Ich habe allerdings, bevor ich Portage richtig kannte, oftmals Pakete über ACCEPT_KEYWORDS="~x86" emerge... installiert. Um das endgültig zu säubern, mache ich auch jetzt dieses World-Update.

Allzu exotische Programme benutze ich allerdings (meines Wissens) nicht, allerdings habe ich bisher auch noch nie ein emerge depclean durchgeführt, weshalb wahrscheinlich schon relativ viel Schotter auf meinem System ist.

Könnte es also sein, dass ich in Zukunft, wenn das World-Update jetzt einmal fertig gelaufen ist und ich den Rest über emerge depclean beseitigt habe, weniger Probleme beim emergen habe? Wäre ja schön  :Wink:  ...

----------

## Hilefoks

Moin,

GCC  ist doch schonmal ein Grund. ffmpeg aus arch konnte ich z.B. nicht mit dem USE-Flag mmx übersetzen. Ohne mmx bzw. ffmpeg aus ~arch mit mmx geht aber. Keine Ahnung ob das noch aktuell ist. Auf jeden Fall gibt es oft Probleme mit einem unstable gcc und stable Programmen.

Mfg Hilefoks

----------

## jazzesnee

naja, aber gcc 3.4 ist immer noch nicht stable. und irgendwie hab ich das gefühl, das meine mit gcc 3.4 kompilierten programme schneller laufen als die mit 3.3.

----------

## Kuhrscher

 *jazzesnee wrote:*   

> naja, aber gcc 3.4 ist immer noch nicht stable. und irgendwie hab ich das gefühl, das meine mit gcc 3.4 kompilierten programme schneller laufen als die mit 3.3.

 

Tun sie wahrscheinlich auch, aber dann muss man halt akzeptieren, dass man bei einem Update dabei sein muss  :Wink: 

Ich aktualisiere mein System (amd64, wenig aus ~amd64) regelmäßig und hatte seit Ewigkeiten keine Probleme mit den ebuilds mehr...

----------

## genstef

 *borisdigital wrote:*   

> So will z.B. gerade hier xdelta nicht kompilieren, da der beigefügte Patch nicht funktioniert.
> 
> Und sowas ärgert einen dann doch schonmal, lässt sich aber normalerweise 
> 
> (wie schon gesagt dank bugs.gentoo.org) innerhalb kürzester Zeit lösen.

 

Hier will ich nur mal anmerken, dass xdelta für getdelta nicht mehr nötig ist, weil wir inzwischen bdelta verwenden.

----------

## genstef

Also ich fahre ein reines ~x86-System, und kann bestätigen, dass es öfter mal zu Problemen kommt.
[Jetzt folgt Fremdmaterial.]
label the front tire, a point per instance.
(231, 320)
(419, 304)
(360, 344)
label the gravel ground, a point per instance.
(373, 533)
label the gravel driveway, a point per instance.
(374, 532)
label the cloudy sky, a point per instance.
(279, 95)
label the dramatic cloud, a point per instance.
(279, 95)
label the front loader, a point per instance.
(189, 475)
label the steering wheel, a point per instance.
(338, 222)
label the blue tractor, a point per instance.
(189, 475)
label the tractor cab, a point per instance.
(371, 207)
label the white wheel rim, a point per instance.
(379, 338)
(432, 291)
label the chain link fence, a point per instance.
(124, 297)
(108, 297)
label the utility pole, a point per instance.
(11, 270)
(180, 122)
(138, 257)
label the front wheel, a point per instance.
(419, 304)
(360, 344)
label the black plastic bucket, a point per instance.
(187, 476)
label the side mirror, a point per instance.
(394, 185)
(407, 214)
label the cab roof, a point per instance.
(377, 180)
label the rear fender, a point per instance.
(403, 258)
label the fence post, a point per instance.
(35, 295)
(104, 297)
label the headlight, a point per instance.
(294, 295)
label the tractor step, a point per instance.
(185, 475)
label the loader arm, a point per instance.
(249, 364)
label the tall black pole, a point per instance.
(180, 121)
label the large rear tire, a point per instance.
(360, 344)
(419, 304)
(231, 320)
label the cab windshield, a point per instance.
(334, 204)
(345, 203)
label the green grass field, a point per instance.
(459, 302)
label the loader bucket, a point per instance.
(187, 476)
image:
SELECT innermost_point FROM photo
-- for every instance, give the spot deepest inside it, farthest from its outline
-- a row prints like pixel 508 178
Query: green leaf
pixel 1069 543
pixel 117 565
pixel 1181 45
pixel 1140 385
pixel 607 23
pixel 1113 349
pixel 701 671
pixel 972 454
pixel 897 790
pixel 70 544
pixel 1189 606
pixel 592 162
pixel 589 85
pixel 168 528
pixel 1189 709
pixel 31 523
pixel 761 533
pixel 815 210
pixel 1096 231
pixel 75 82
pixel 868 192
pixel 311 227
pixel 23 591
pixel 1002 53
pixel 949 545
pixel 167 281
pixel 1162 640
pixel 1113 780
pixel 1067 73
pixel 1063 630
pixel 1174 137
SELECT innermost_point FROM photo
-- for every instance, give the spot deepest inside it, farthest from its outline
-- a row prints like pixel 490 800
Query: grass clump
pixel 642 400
Diese sind jedoch oft mit ein bisschen wissen zu beheben. Da hilft einem das IRC (#gentoo.de und #gentoo-anfaenger auf freenode) und bugs.gentoo.org ganz gut weiter.

Und wenns partout nicht geht, dann kommt halt das Upgrade in die /etc/portage/package.mask und man wartet bis der Bug gefixt ist  :Smile: 

PS: Weil die meisten Developer ~x86 verwenden wird auch oft gemunkelt, dass ~x86 eigentlich stabiler als stable ist ..

----------

## Soneji

Im Zusammenhang mit der Qualität der ebuilds, würde mich mal interessieren, wo ab und zu die ^A anstatt " in berereits installierten ebuilds her kommen.

----------

## 76062563

Ich habe öfters mal "masked by missing keyword" (amd64), was macht man in dem Fall?

----------

## Master_Of_Disaster

echo 'kategorie/paket x86' >> /etc/portage/package.keywords

----------

## slick

Hmm... langsam kann ichs nicht mehr hören/lesen. Leute die ~ARCH benutzen sollten sich im Klaren darüber sein das es testing ist. Daher wird es zwangsläufig zu Problemen kommen. Wer ~ARCH benutzt ist also primär selber schuld.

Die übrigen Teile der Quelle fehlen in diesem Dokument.